I guess what I'm saying is that over a long enough timespan, it would seem that ideas are always going to win out and language designers will slowly advance towards that front, while retaining beautiful code.

It's interesting that you mention Clojure, because a lot of really cool ideas bouncing around the Ruby/Python sphere originated or at least came to widespread popularity in Clojure. I'd put Erlang up there as equally influential as well. Clojure also shares the feature of highly-writable and highly-readable code, which qualifies it for beautiful, imo. How often do you come across a Clojure function that's just cluttered with {}{}<T><T><<T>RefCell>(); bullshit, to the point where it's not immediately clear what is happening? Now, compare that with Clojure. If ever there's a complicated Clojure function, I'd wager that it either a) deals with Java interop, which, God bless you. or b) is just a highly abstracted function, and can be grokked by walking backwards up the calls one-by-one. Terseness can be daunting, but it's almost always a simple case of gathering context to understand those functions ending in )))))})).

Anyhow, I've wasted too many bytes here.

Since you've a decade in Ruby, have you tried Crystal at all?

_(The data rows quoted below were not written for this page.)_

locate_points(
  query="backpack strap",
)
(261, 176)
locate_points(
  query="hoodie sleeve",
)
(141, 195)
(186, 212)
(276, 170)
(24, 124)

I heard about it last year sometime, but was turned off by no Windows support.

Treating a session or IO object as mutable seems perfectly reasonable. Problems arise only when multiple parts of a program mutate these without coordination.

Even everyday decisions like whether to copy an array passed to a constructor can be fraught with danger. Is the caller going to retain a reference and mutate the array after I check invariants? This simple yet intractable problem lurks in every imperative language except Rust.

Channels in Go are another great example. CSP is a sound approach for safe concurrency, yet the Go language offers no assurance that references passed over a channel are exclusive to the receiving goroutine.

I don't see how languages like Ruby or Python or Go could incrementally add a borrow checker. It would break too much. Returning to other programming languages after internalizing Rust compiler warnings is really eye-opening.

I have not tried Crystal. I also haven't written OCaml, though I did dabble in F#. Rust's match expression was definitely inspired by OCaml.